Search code examples
sqlperformancejoinsql-deleteself-join

Slow self-join delete query


Does it get any simpler than this query?

delete a.* from matches a
    inner join matches b ON (a.uid = b.matcheduid)

Yes, apparently it does... because the performance on the above query is really bad when the matches table is very large.

matches is about 220 million records. I am hoping that this DELETE query takes the size down to about 15,000 records. How can I improve the performance of the query? I have indexes on both columns. UID and MatchedUID are the only two columns in this InnoDB table, both are of type INT(10) unsigned. The query has been running for over 14 hours on my laptop (i7 processor).


Solution

  • Deleting so many records can take a while, I think this is as fast as it can get if you're doing it this way. If you don't want to invest into faster hardware, I suggest another approach:

    If you really want to delete 220 million records, so that the table then has only 15.000 records left, thats about 99,999% of all entries. Why not

    1. Create a new table,
    2. just insert all the records you want to survive,
    3. and replace your old one with the new one?

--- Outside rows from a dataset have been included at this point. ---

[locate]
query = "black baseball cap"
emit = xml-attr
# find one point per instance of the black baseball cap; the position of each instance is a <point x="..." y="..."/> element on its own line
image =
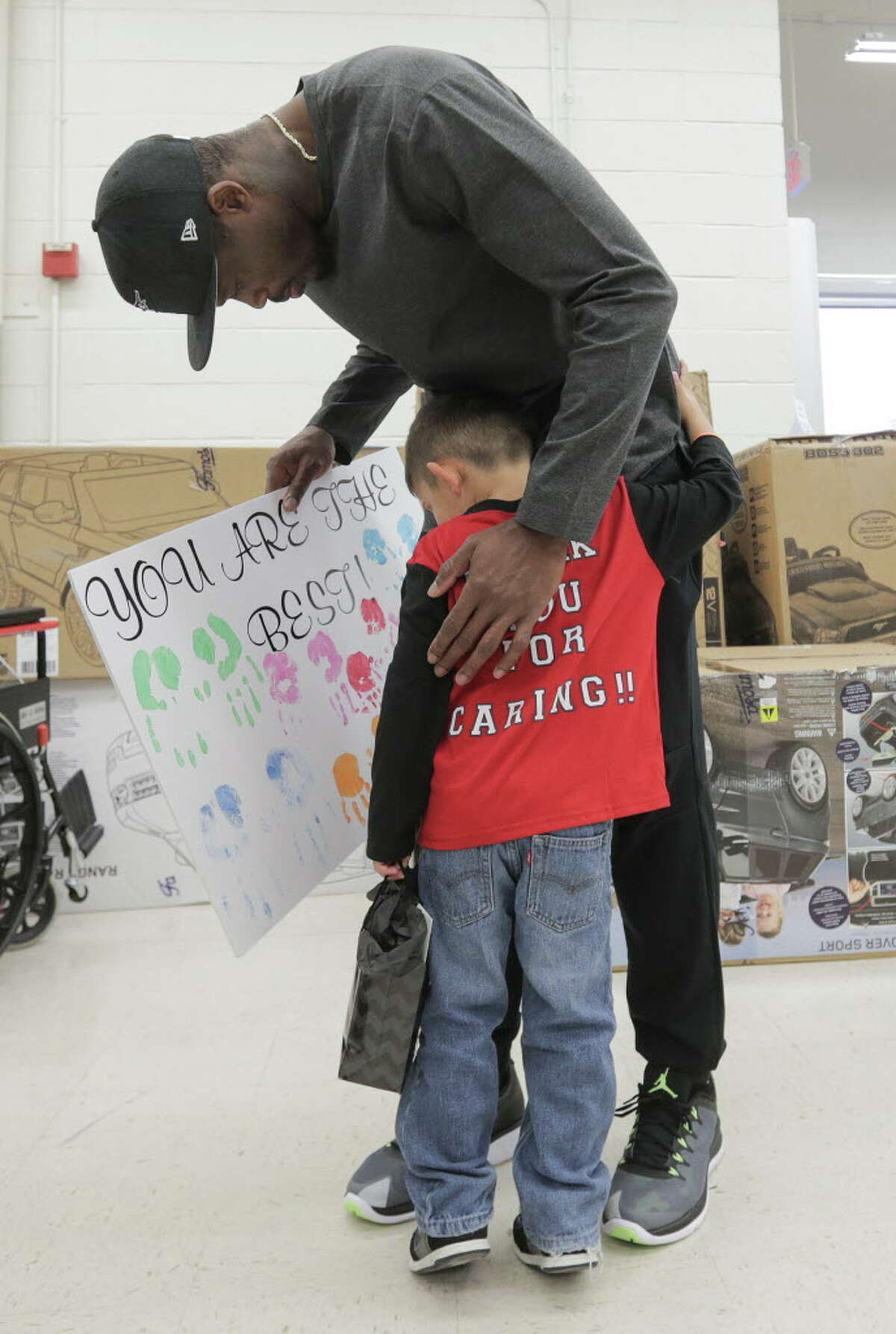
<point x="158" y="235"/>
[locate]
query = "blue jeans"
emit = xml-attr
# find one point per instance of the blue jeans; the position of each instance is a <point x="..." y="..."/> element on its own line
<point x="548" y="894"/>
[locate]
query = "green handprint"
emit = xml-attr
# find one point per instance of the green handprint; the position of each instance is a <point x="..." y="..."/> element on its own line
<point x="167" y="667"/>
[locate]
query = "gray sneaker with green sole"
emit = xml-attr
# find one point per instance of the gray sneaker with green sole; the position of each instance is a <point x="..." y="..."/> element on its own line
<point x="659" y="1193"/>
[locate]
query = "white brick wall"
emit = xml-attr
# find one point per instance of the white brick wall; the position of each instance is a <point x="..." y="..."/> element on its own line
<point x="675" y="107"/>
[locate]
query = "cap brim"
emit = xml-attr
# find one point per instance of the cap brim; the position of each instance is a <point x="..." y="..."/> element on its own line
<point x="200" y="329"/>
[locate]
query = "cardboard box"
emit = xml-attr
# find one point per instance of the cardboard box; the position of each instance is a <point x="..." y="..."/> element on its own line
<point x="802" y="758"/>
<point x="811" y="555"/>
<point x="807" y="846"/>
<point x="63" y="507"/>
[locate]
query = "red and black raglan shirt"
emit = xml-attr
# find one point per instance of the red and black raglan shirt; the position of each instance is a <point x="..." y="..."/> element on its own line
<point x="572" y="734"/>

    Something like this might work a little bit faster:

    /* creating the new table */
    CREATE TABLE matches_new
    SELECT a.* FROM matches a
    LEFT JOIN matches b ON (a.uid = b.matcheduid)
    WHERE ISNULL (b.matcheduid)
    
    /* renaming tables */
    RENAME TABLE matches TO matches_old;
    RENAME TABLE matches_new TO matches;
    

    After this you just have to check and create your desired indexes, which should be rather fast if only dealing with 15.000 records.